There are obviously lots and lots of species in the animal kingdom that require both a male and female for reproduction, but not all of them. Asexual reproduction is a well-documented natural phenomenon by which creatures can produce offspring without needing a partner. Now, a new species has been added to the list of creatures capable of the feat.
For a long time, scientists have known that termite colonies reproduce when a male gives the queen sperm, which results in fertilized eggs that hatch and become baby termites. Surprisingly, researchers in Japan have now documented that some colonies of termites are able to continue building their numbers without a single male being present.
The colonies which are described in a new study published in BMC Biology were getting along just fine without a single male termite in the group. The queens in these colonies had no sperm available to them but somehow managed to produced viable eggs which hatched despite being unfertilized.

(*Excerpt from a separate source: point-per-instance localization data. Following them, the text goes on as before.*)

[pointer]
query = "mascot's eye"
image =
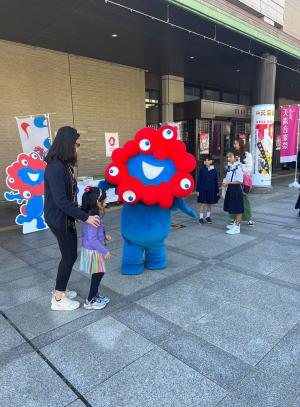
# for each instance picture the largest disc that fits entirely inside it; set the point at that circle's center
(129, 196)
(145, 145)
(168, 134)
(113, 171)
(26, 194)
(185, 183)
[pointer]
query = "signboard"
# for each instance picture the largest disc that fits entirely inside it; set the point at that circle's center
(289, 133)
(34, 134)
(262, 129)
(204, 143)
(111, 143)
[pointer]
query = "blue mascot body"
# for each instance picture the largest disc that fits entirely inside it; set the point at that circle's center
(152, 174)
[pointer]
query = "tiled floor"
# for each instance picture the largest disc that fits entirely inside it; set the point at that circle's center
(219, 327)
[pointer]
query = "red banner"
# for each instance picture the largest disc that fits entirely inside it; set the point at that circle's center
(289, 133)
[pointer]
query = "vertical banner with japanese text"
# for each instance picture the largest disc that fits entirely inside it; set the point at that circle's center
(289, 117)
(262, 129)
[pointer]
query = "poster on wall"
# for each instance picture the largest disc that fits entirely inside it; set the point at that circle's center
(289, 117)
(25, 179)
(35, 134)
(111, 143)
(262, 129)
(204, 143)
(179, 126)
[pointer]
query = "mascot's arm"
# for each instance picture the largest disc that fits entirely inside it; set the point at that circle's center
(180, 204)
(11, 196)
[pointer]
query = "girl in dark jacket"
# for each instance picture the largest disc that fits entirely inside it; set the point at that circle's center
(207, 189)
(61, 211)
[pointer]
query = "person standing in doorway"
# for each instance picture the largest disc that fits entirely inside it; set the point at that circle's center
(246, 162)
(233, 202)
(207, 189)
(61, 211)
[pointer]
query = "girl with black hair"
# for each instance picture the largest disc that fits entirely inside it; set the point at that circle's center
(61, 211)
(207, 189)
(94, 251)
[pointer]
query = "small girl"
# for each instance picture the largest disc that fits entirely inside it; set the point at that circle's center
(233, 202)
(94, 251)
(207, 189)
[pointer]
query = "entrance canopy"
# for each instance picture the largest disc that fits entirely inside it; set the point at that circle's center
(110, 31)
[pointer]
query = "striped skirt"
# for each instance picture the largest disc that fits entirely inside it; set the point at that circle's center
(91, 261)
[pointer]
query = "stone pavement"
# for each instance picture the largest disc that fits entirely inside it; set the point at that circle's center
(220, 327)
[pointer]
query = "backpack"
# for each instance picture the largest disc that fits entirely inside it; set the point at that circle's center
(247, 182)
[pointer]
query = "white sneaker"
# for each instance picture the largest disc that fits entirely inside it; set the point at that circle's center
(65, 304)
(230, 226)
(235, 230)
(69, 294)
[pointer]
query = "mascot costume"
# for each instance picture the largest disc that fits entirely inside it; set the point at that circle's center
(152, 176)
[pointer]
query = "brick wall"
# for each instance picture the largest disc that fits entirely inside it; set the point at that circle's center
(106, 97)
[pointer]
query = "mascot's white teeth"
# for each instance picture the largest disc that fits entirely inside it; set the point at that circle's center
(33, 177)
(151, 171)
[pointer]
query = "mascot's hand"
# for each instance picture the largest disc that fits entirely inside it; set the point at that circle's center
(11, 196)
(180, 204)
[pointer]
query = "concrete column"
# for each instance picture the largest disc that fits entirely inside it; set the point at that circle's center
(172, 92)
(264, 90)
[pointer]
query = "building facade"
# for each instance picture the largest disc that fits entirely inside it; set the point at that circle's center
(116, 67)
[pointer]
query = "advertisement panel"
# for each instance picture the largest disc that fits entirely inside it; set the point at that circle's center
(262, 130)
(289, 117)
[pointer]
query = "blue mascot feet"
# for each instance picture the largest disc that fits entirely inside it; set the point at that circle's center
(156, 258)
(133, 262)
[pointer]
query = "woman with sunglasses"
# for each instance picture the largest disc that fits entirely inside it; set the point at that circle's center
(61, 211)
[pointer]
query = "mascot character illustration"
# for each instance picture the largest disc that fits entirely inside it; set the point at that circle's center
(152, 175)
(26, 178)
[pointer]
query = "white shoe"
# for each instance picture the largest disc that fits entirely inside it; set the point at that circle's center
(65, 304)
(235, 230)
(69, 294)
(230, 226)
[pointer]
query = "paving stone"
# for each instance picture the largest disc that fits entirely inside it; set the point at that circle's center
(208, 247)
(178, 262)
(29, 382)
(261, 261)
(126, 285)
(156, 379)
(282, 302)
(209, 360)
(13, 275)
(103, 348)
(288, 271)
(247, 334)
(181, 303)
(34, 256)
(35, 317)
(220, 281)
(283, 361)
(230, 401)
(259, 390)
(9, 338)
(11, 262)
(76, 403)
(25, 289)
(145, 323)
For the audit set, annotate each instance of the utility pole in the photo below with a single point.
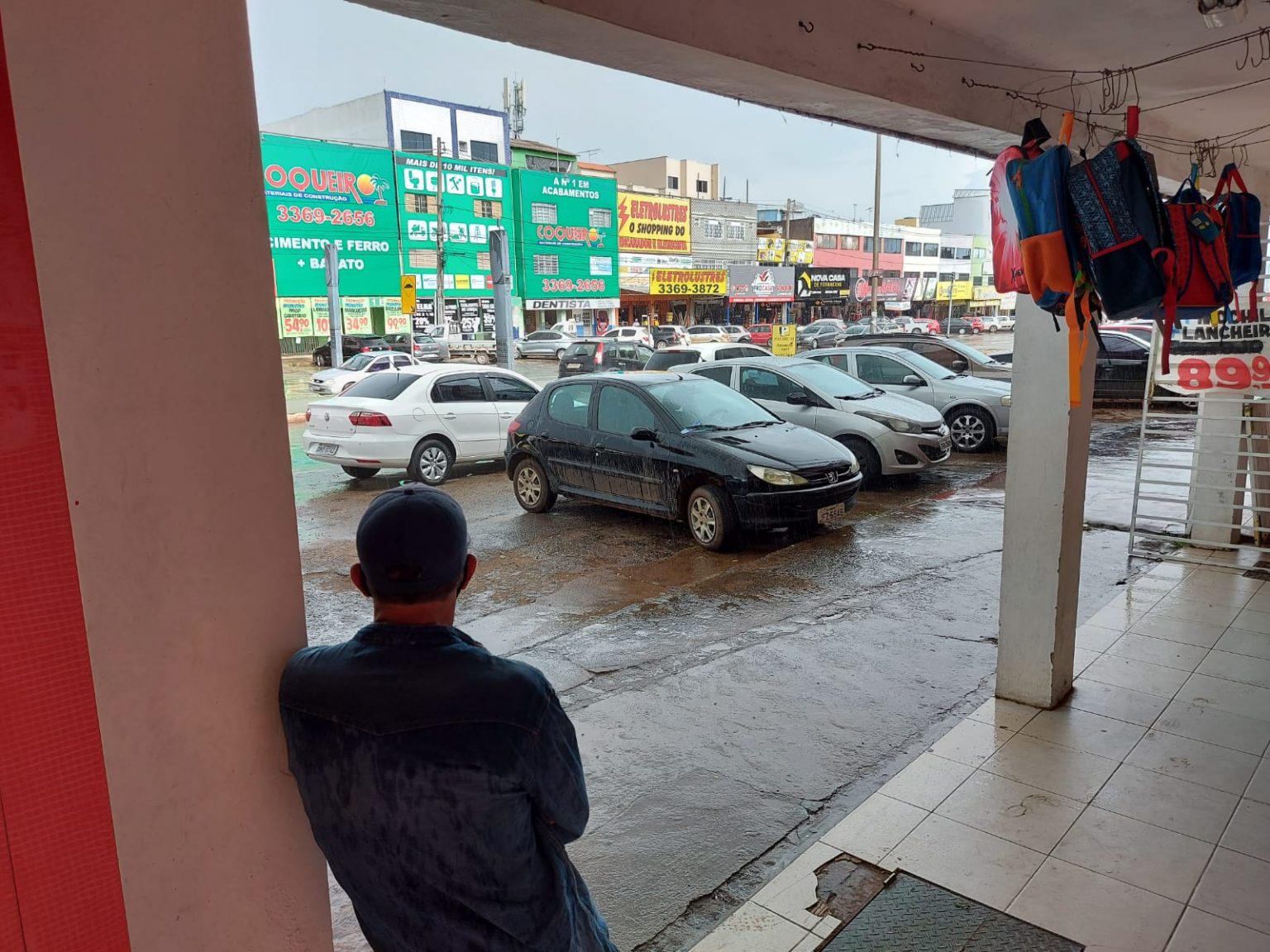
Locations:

This is an incredibly interesting discovery from a biology standpoint, but what the researchers discovered next was even more surprising. When the team subsequently surveyed mixed-sex colonies — that is, groups of termites where males were present — some of the queens were producing unfertilized eggs anyway. The team suggests this might have been an evolutionary advantage.
“Interestingly, we observed the occasional development of unfertilized eggs in the mixed-sex populations too. This suggests the ability to produce offspring from unfertilized eggs may have originated in mixed-sex ancestors and provided a potential pathway to the evolution of all-female colonies,” Toshihisa Yashiro, co-author of the work, explains. “We also found that all-female colonies had a soldier caste with a more uniform head size than their mixed-sex counterparts and fewer soldiers overall. This suggests that uniform female soldiers are more efficient at defense which may have contributed to the persistence and spread of the all-female colonies.”